Bon, c’est bien animé, on sent l’expérience des équipes de Robot Chicken derrière. Seulement, le ton de la série n’est pas très bien définie. Pas adapté pour les petits, pas assez insolents pour les grands. On se retrouve avec un espère d’entre deux, pas forcément consensuel, mais qui n’ose pas assez de choses. Comme de l’envie quelque peu bridée. Dommage.

The arrangement

Contrat pré-nuptial hollywoodien dans « the arrangement » sur E!

Megan est une jeune actrice qui enchaîne les castings et bosse à côté comme serveuse. Elle va se faire repérer après avoir auditionnée pour le blockbuster de l’été avec en vedette le beau Kyle West. Tous deux vont flirter puis coucher ensemble. Quelle ne va pas être la surprise de Megan lorsqu’elle verra que, joint à son contrat d’actrice pour le film est joint un contrat de mariage l’obligeant à être la parfaite petite amie…

Comment dire à quel point cette série est puante. Alors qu’ils ne se connaissent seulement depuis 2 jours et qu’il lui ai fait le coup du playboy millionnaire qui emmène sa belle sur un coup de tête sur une île paradisiaque qu’il projette d’acheter, il lui propose d’emblée un contrat de mariage pour protéger la « marque » Kyle West et lui offre 10 000 000 $ à la clé ce qui fait qu’il ne saura jamais si elle l’aime ou sort avec lui pour l’argent. Quant à elle, alors qu’elle (comme elle le souligne par ailleurs) pourrait prendre le temps de faire évoluer son histoire avec le bel étalon comme des personnes normales va accepter ce contrat à la con, qui va de base poser des relation bancales dans leurs couple. Bref, la romance est morte. Rajoutez à cela tout le staff qui gravite autours de Kyle et le fait que aucun des personnages ne semble être vraiment blanc, plus les petits détails du contrat que l’on n’a pas, et cette série à tout pour devenir glauque. Ça plaira peut être à certains, mais je vais passer.

Making history

Wibbly wobbly timey wimey stuff dans « Making history » sur la Fox.

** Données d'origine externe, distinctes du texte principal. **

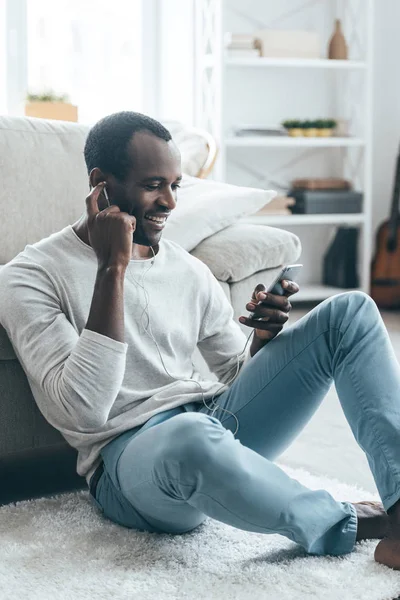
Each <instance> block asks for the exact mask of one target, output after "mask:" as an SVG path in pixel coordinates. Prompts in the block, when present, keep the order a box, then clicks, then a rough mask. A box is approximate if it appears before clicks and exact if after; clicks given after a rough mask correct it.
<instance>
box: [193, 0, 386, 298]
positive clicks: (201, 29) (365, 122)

Dan Chambers est professeur en informatiques dans une petite université du Massachusetts. A son époque, c’est un raté, alors que en 1775, il est quelqu’un, surtout grâce à ses références du futur. Seulement, à force de voyager dans le temps pour séduire la fille de Paul Revere, notre présent va se retrouver altéré. On mange du fish’n’chips, on boit du thé, bref la Révolution Américaine n’a pas eu lieu. Pour que tout rentre en ordre, Dan demande de l’aide à son collègue historien, Chris Parish.

Encore une série de voyage dans le temps, mais qui cette fois fait la part belle un l’humour sans prise de tête et repose surtout sur les références issues de la pop culture. Entre rythme survolté et blagues de geek, on a pas le temps de s’ennuyer et le cliffhanger de fin d’épisode nous promet pas mal de voyages temporels à venir. Bref, un bon divertissement sans autre ambitions que de nous faire rire.

Zone blanche

Esprit de la forêt ou serial killer ? dans « Zone blanche » sur la Une.

Le petit village de Villefranche est situé dans une zone blanche, c’est à dire une zone ou le GPS et les portables ne passent pas. Même les micro-ondes déconnent. C’est un petit village que rien ne différencie des autre avec sa forêt, sa scierie en faillite, si ce n’est un taux de criminalité étonnamment élevé avec 37 affaires de meurtres au compteur. Ah non, 38, une jeune femme viens d’être retrouvée poignardée et pendue dans les bois.

Et bien voilà. Quand on veut, on peut sortir de bonnes séries francophones. Bon rythme, bons acteurs, une forêt magnifique et angoissante, une intrigue tintée de surnaturel prenante et un humour qui viens alléger l’ambiance parfois pesante sans être lourd ni forcé. Pas mal de références à d’autres séries comme Twin Peaks ou Fargo, mais discrètes et bienvenues.

La série, diffusée actuellement sur La Une en Belgique sera disponible le mois prochain sur France 2.